By Armen Zakarian
The director-general of the United Nations Educational, Scientific and Cultural Organization (UNESCO), Koichiro Matsuura, opened an international conference in Armenia on Tuesday, urging Western donors to help its cash-strapped government preserve the nation’s rich cultural heritage.
The conference, organized by the United Nations, aims to attract donor funding for 26 different projects involving the renovation of ancient Armenian churches and other monuments, the rehabilitation of several old city neighborhoods and the development of the tourism infrastructure in various parts of the country. The projects worth a total of nearly $8 million were designed by the Armenian government, UNESCO and the UN Development Program. UNESCO has agreed to cover more than ten percent of the costs involved and is looking for other sources of external funding.
“Armenia is a small country steeped in a rich and ancient culture that has long served as a potent symbol of national identity,” Matsuura said. “The projects illustrate imaginative ways in which Armenian culture can serve as a vehicle for achieving increased prosperity and promote development, particularly in the regions.”
The economic aspect of the undertaking was also stressed by Prime Minister Andranik Markarian who also addressed the conference. “Preservation of the cultural heritage has a social and economic significance because it is vital for the development of tourism,” he said.
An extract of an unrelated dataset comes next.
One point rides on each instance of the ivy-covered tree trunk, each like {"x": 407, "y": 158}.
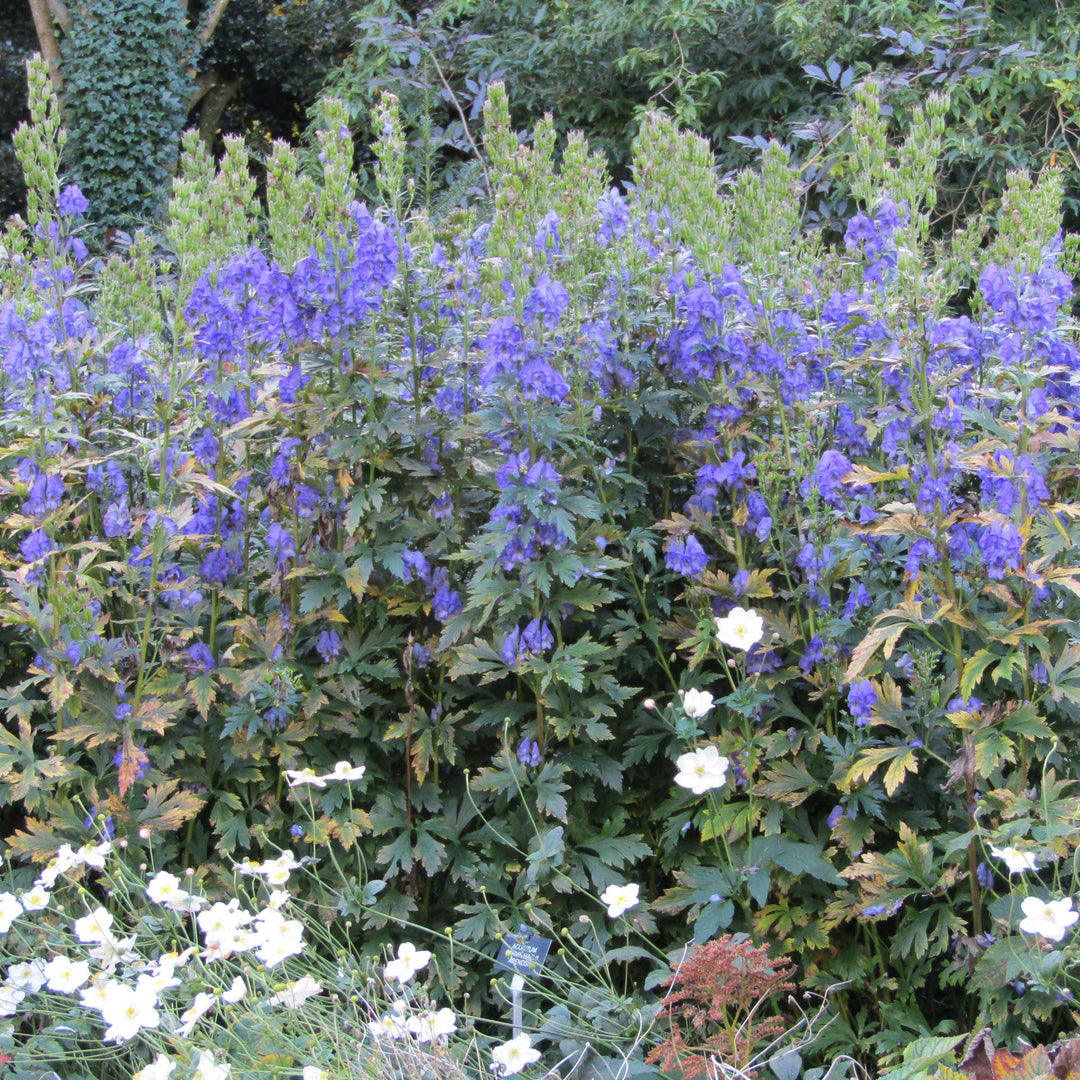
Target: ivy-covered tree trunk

“Armenia’s cultural heritage, especially its architectural sites, are in great danger,” Markarian said. He added that decades of Soviet neglect, natural disasters and lack of state funding since independence have left many such sites, notably medieval Armenian churches, in poor shape.
Topping the list of endangered monuments are the remains of a 7th century Yereruk basilica in northwestern Armenia. The Armenian ministry of culture and UNESCO, which regards Yereruk as a “potential World Heritage Site,” hope to raise $360,000 in an effort to save it from further destruction. They also seek $310,000 for renovating and strengthening the historical complex of Ambert which includes a medieval fortress, churches and baths. Other UNESCO-approved projects are aim to revive traditional Armenian crafts, to help reconstruct the old city center in Gyumri and to upgrade the tourism infrastructure.
UNESCO’s main declared goal is to make knowledge universally accessible and preserve cultural diversity across the globe.